- Flag
- Interactive map of Dembecha Zuria
- Zone: Mirab Gojjam
- Region: Amhara

Area
- • Total: 971.29 km^{2} (375.02 sq mi)

Population (2012 est.)
- • Total: 141,912
- • Density: 146.11/km^{2} (378.41/sq mi)

= Dembecha (woreda) =

District in Amhara Region, Ethiopia

Dembecha Zuria is one of the woredas in the Amhara Region of Ethiopia. Part of the Mirab Gojjam Zone, Dembecha is bordered on the west by Bure, on the northwest by Jabi Tehnan, on the north by Dega Damot, and on the east and south by the Misraq Gojjam Zone. Towns in Dembecha include Addis Alem, Dembecha and Yechereka.

Rivers in this woreda include the Temchi, over which the Italian Count Salimbeni built the first bridge in Gojjam for Negus Tekle Haymanot in 1884–1885. Near the town of Dembecha are hot springs which were both well known and popular throughout Gojjam.

==Demographics==
Based on the 2007 national census conducted by the Central Statistical Agency of Ethiopia (CSA), this woreda has a total population of 129,260, an increase of 44.50% over the 1994 census, of whom 64,683 are men and 64,577 women; 17,913 or 13.86% are urban inhabitants. With an area of 971.29 square kilometers, Dembecha has a population density of 133.08, which is less than the Zone average of 158.25 persons per square kilometer. A total of 30,731 households were counted in this woreda, resulting in an average of 4.21 persons to a household, and 29,608 housing units. The majority of the inhabitants practiced Ethiopian Orthodox Christianity, with 99.13% reporting that as their religion.

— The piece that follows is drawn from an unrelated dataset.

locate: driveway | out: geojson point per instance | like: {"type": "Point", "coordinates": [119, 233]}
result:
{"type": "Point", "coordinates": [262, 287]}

The 1994 national census reported a total population for this woreda of 89,456 in 16,256 households, of whom 44,820 were men and 44,636 were women; 11,493 or 12.85% of its population were urban dwellers. The largest ethnic group reported in Dembecha was the Amhara (99.82%). Amharic was spoken as a first language by 99.87%. The majority of the inhabitants practiced Ethiopian Orthodox Christianity, with 98.47% reporting that as their religion, while 1.46% were Muslim.